In non-allergic rhinitis and chronic rhinosinusitis, nasal cytology offers insight into using various biomarkers relevant for assessing both surgical and biological therapies. Moreover, it ought to be investigated for its use in follow-up evaluations when predicting a recurrence of nasal polyps’ prognostic index.

Additionally, nasal cytology could form the basis for a standardized pre-treatment assessment of patients with head and neck tumors, followed by post-treatment cytological assessment to explain any ongoing inflammatory and epithelial changes in the nasal cavity. This approach may have important risks associated with infection and airway colonization. Furthermore, nasal cytology can help a physician choose the best treatment for each patient’s case.

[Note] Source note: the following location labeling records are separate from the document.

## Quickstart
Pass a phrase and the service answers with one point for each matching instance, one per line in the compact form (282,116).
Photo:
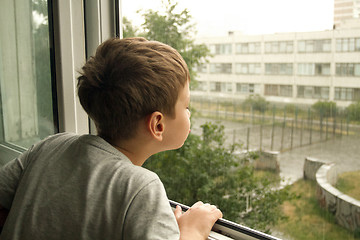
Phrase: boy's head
(128,79)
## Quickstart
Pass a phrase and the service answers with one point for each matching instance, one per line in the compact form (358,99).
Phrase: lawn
(349,183)
(305,220)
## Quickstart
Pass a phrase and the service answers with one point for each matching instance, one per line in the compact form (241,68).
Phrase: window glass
(25,73)
(285,91)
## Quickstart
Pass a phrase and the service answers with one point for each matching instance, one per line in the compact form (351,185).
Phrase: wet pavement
(344,151)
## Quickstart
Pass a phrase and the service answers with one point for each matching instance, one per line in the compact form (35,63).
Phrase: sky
(217,18)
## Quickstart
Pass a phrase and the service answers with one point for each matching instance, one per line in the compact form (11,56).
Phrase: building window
(201,86)
(248,68)
(247,88)
(220,68)
(348,69)
(224,87)
(309,46)
(348,45)
(313,92)
(278,68)
(248,48)
(201,68)
(215,86)
(314,69)
(278,90)
(221,49)
(347,94)
(279,47)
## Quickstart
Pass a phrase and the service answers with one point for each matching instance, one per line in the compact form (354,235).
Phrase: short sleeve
(150,215)
(10,175)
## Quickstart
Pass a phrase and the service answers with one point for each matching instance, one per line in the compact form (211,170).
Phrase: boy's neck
(135,157)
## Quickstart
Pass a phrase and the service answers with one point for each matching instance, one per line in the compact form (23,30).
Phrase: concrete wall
(268,160)
(346,209)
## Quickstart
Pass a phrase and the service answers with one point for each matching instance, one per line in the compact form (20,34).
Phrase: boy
(93,187)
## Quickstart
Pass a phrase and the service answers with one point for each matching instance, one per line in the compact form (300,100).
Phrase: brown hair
(128,79)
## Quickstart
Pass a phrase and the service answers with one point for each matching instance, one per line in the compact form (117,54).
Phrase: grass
(349,183)
(305,220)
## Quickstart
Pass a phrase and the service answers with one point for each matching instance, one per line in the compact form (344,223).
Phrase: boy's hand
(196,223)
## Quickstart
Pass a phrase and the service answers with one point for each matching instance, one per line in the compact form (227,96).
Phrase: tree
(128,29)
(175,29)
(205,169)
(325,108)
(256,102)
(353,111)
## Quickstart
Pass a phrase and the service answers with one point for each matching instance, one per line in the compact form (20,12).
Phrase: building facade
(344,10)
(298,68)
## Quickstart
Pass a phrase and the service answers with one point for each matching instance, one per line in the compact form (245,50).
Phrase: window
(201,86)
(348,69)
(201,68)
(278,90)
(314,69)
(313,92)
(220,68)
(221,49)
(248,48)
(348,44)
(26,104)
(308,46)
(247,88)
(278,68)
(347,94)
(279,47)
(247,68)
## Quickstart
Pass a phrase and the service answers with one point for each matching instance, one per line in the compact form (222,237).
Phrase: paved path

It has been suggested that nasal cytology may be of help in diagnosing neurological and psychiatric illnesses particularly chronic neurological diseases such as AD and PD.

The purpose of this direction is to underline that many differences compared to the expression of well-known biomarkers can provide sufficient guidance in the selection of nasal cytology as a valid diagnostic support for the categories of patients suspected to have either neurological or psychiatric diseases. The relationship between olfactory dysfunction and the initiation or progression of neurological diseases may suggest some diagnostic markers.

In this respect, hopes are set toward the possibility of standardizing the analysis and procedures about the study of nasal cytology. The introduction of AI in the field of they’re quickly revealing a concrete simplification of some experimental methods, thus also applying to nasal cytology.

A breakdown of this use in medicine has become rhinocytology, which allows better traditional rhinocytological analyses as the Rhino-Cytology Interface [43].

Research regarding AI-enhanced rhinocytological analysis is a must do not only for otolaryngologist, but also neurologists and psychiatrists [43].

Moreover, we think that nasal cytology is winning recognition as an essential investigatory technique as several other device manufacturers with AI-powered technology are trying to automate cell counting, obviating time and reducing human error during microscopic observation [43]. This happening with Rhino-Cyt is moving toward quantitatively an understanding that is more precise and scientifically valid for standardization, to catalog cellular elements and gives a more accurate diagnosis as fast as possible. Such advancements could enable nasal cytology-a test yet to gain acceptance into diagnosis gain further application into wider use among newer pairs of physicians.

WAR, MR, GC, and CL, designed the research study, performed the research, and wrote the draft manuscript. DR and GC assisted with data collection and analyzed the data and AS, CP, support on literature research. FL and SV assisted with data collection and analyzed. VC, CC visualization and formal analysis. AM provided clinical interpretation. VC, CC and CB provided help and advice on project management. CB and AM contributed to original draft; manuscript revision; project supervision, supervised manuscript. All authors contributed to editorial changes in the manuscript. All authors read and approved the final manuscript. All authors have participated sufficiently in the work and agreed to be accountable for all aspects of the work.

Not applicable.

We acknowledge financial support under the National Recovery and Resilience Plan (NRRP), Mission 4, Component 2, Investment 1.1, Call for tender No. 104 published on 2.2.2022 by the Italian Ministry of University and Research (MUR), funded by the European Union—NextGenerationEU—Project Title—Mapping NEUROCOVID via neurobiology and neurovolatilome in Post-COVID-19 patients—CUP B53D23018450006—Grant Assignment Decree No. 1110 adopted on 20 July 2023 by the Italian Ministry of Ministry of University and Research (MUR).

The authors declare no conflict of interest. Dr. Christian Barbato, given his role as Guest Editor, had no involvement in the peer-review of this article and has no access to information regarding its peer review. Full responsibility for the editorial process for this article was delegated to Zhi Dong Zhou and Bettina Platt.